Rob,

Good post as usual.

Much of our difficulty in understanding this is in our own culture--there is that word again--in that we as a military do not train, study, consider, much less talk about a paramilitary function of policing our populace. That drives us when we encounter a need to develop such a force, we turn to USAID as we did in Vietnam and the Congo. Ken can speak to the former; I studied the latter as part of what we did to control unrest in the Congo. In my look at it, the results were to say the least incongruous--a view echoed by MG (ret) DV Rattan when I interviewed him. He was in the Congo as a LTC logistics advisor. USAID literally hired former State Troopers and sent them to the Congo to train police. They went complete with Smokey the Bear Hats and "Where you From, Boy!?!" attitudes. It just did not work.

From where I sit we essentially did the same in Iraq--we hired Benard K out of NYC as a darling of Rudy G to advise us on how to rebuild (That word is inappropriate to say the least as Iraq's police were never built to do what Western police do) the Iraqi police.

I agree with Ken and Norfolk on the gendarmerie and national police model ala the Canadian Mounties. The problem we have is that we do not have a viable model inside the US military to draw on.
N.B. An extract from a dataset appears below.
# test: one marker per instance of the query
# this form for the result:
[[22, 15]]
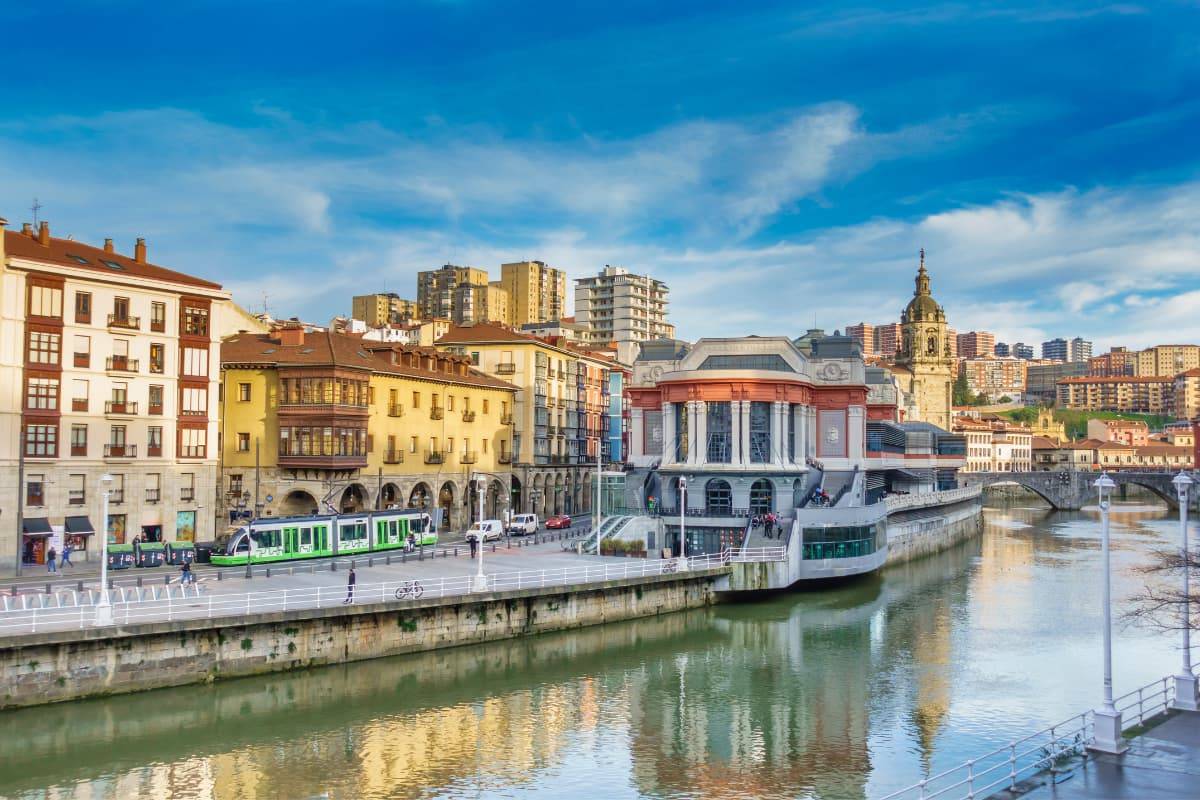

Going back to the Congo, by the time I joined Stan there in 1993, Zaire had multiple layers of police, paramilitary, military, and outright populace intimidation forces. Each had its own foreign sponsor and each acted somewhat in accordance with the tranferred values of the sponsor. For example, Egypt had long sponsored the Guarde Civile--modeled on Egypt's national gendarmeire. Israel had long sponsored the Division Speciale Du President as the guarantor of Mobutu's control. The GC and the DSP were in almost constant friction that could turn kinetic in a heartbeat. We even had a mini-war between cellular phone companies over who would control the Kinshasa market. The GC and DSP were on opposing sides and shot at each other as they attacked the competitor's base station.

In contrast, Rwanda had long had an army and a gendarmerie and when the rebels assumed control they fell in on that model and made it work--without outside advice.